"Excellent things to end, Governor Polk!" said Calhoun gravely.
"I am but an humble adviser," rejoined the man from Tennessee; "but
assuredly I must hasten to congratulate Mr. Tyler. I have no doubt that
this means Texas. Of course, my dear Madam, we talk riddles in your
presence?"
"Quite riddles, although I remain interested," she answered. I saw her
cool eyes take in his figure, measuring him calmly for her mental
tablets, as I could believe was her wont. "But I find myself indeed
somewhat fatigued," she continued, "and since these are matters of which
I am ignorant--"
"Of course, Madam," said Mr. Calhoun. "We crave your pardon. Mr.
Trist--"
So now I took the lady's sunshade from her hand, and we two, making
adieux, passed down the shaded walk toward the avenue.
"You are a good cavalier," she said to me. "I find you not so fat as Mr.
Pakenham, nor so thin as Mr. Calhoun. My faith, could you have seen that
gentleman this morning in a wrapper--and in a red worsted nightcap!"

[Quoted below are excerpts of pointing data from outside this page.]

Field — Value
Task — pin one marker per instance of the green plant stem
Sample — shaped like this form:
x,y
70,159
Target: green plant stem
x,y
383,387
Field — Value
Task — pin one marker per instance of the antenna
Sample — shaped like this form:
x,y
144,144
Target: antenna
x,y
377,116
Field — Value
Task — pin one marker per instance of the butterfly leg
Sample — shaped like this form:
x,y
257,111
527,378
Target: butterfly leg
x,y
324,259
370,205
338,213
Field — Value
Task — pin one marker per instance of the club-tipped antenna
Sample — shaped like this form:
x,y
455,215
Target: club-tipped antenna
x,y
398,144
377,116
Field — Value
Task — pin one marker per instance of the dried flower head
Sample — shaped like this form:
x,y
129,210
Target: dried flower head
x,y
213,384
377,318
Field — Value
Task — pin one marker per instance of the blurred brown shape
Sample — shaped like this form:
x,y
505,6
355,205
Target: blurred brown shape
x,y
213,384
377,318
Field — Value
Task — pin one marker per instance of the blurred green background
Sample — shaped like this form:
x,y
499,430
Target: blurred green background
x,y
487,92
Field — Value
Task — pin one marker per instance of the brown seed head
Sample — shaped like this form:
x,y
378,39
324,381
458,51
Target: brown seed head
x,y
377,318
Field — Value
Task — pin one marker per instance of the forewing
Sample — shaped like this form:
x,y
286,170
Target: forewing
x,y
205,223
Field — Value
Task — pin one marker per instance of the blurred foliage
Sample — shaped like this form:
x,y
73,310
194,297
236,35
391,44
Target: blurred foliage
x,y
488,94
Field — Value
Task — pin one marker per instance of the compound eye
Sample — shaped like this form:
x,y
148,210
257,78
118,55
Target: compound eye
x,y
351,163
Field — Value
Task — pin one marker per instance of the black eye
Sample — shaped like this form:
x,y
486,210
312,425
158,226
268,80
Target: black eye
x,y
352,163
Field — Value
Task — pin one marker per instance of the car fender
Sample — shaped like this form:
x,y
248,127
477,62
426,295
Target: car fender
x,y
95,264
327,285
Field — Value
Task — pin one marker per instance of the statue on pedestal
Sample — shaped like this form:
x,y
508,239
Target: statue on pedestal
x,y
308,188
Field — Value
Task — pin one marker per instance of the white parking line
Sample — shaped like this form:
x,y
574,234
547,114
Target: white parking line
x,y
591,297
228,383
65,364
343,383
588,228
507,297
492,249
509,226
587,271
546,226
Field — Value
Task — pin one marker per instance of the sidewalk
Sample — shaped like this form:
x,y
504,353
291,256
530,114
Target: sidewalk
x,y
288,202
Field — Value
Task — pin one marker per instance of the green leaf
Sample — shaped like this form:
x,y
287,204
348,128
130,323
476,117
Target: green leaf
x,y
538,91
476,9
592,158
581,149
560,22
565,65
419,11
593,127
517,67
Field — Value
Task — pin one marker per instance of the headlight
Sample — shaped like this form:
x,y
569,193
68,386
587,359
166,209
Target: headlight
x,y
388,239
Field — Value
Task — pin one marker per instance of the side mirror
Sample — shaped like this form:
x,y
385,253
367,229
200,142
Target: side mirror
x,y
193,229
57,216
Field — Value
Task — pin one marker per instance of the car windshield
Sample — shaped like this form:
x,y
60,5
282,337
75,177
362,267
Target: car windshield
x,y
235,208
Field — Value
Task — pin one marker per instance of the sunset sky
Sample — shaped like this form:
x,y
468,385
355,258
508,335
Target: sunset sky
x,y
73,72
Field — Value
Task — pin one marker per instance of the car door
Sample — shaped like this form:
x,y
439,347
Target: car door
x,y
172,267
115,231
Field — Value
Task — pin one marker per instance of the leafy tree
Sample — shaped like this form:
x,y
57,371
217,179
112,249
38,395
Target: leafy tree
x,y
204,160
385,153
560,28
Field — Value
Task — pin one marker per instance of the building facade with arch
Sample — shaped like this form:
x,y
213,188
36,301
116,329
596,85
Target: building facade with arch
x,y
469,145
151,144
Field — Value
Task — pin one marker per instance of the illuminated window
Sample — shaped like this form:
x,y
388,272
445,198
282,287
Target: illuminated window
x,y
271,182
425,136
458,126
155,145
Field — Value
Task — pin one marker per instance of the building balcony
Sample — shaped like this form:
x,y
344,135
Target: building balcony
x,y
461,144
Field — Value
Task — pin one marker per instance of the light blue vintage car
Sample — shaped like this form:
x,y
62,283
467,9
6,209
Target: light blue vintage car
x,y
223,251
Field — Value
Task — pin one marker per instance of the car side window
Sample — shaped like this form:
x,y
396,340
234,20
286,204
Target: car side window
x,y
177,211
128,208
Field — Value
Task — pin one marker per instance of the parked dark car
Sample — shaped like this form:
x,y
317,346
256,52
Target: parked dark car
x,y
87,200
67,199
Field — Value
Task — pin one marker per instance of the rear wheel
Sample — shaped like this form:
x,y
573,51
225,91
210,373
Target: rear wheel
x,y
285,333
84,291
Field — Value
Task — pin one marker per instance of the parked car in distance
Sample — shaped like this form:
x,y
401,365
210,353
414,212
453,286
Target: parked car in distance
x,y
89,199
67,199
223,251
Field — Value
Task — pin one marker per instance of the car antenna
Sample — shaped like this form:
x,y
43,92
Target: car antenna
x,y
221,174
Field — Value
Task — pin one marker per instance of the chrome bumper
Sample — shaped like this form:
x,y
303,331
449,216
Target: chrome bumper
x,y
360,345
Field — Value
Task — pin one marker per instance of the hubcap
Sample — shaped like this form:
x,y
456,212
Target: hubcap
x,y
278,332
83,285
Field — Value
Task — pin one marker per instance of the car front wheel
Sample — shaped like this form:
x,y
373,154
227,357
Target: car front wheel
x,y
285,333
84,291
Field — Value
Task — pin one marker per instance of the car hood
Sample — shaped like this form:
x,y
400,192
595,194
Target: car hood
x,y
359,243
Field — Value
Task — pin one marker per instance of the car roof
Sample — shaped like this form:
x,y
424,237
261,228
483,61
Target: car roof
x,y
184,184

"But what did you determine?" I asked her suddenly. "What has my chief
said to cause you to fail poor Mr. Pakenham as you did? I pitied the
poor man, in such a grueling, and wholly without warning!"
"Monsieur is droll," she replied evasively. "As though I had changed! I
will say this much: I think Sir Richard will care more for Mexico and
less for Mexicans after this! But you do not tell me when you are coming
to see me, to bring back my little shoe. Its mate has arrived by special
messenger, but the pair remains still broken. Do you come to-night--this
afternoon?"
"I wish that I might," said I.
"Why be churlish with me?" she demanded. "Did I not call at your request
upon a gentleman in a red nightcap at two in the morning? And for your
sake--and the sake of sport--did I not almost promise him many things?
Come now, am I not to see you and explain all that; and hear you explain
all this?" She made a little _moue_ at me.
"It would be my delight, Madam, but there are two reasons--"
"One, then."
"I am going to Montreal to-night, for one."
She gave me a swift glance, which I could not understand.
"So?" she said. "Why so soon?"
"Orders," said I briefly. "But perhaps I may not obey orders for once.
There is another reason."
"And that one?"
"I am to be married at six."
I turned to enjoy her consternation. Indeed, there was an alternate
white and red passed across her face! But at once she was in hand.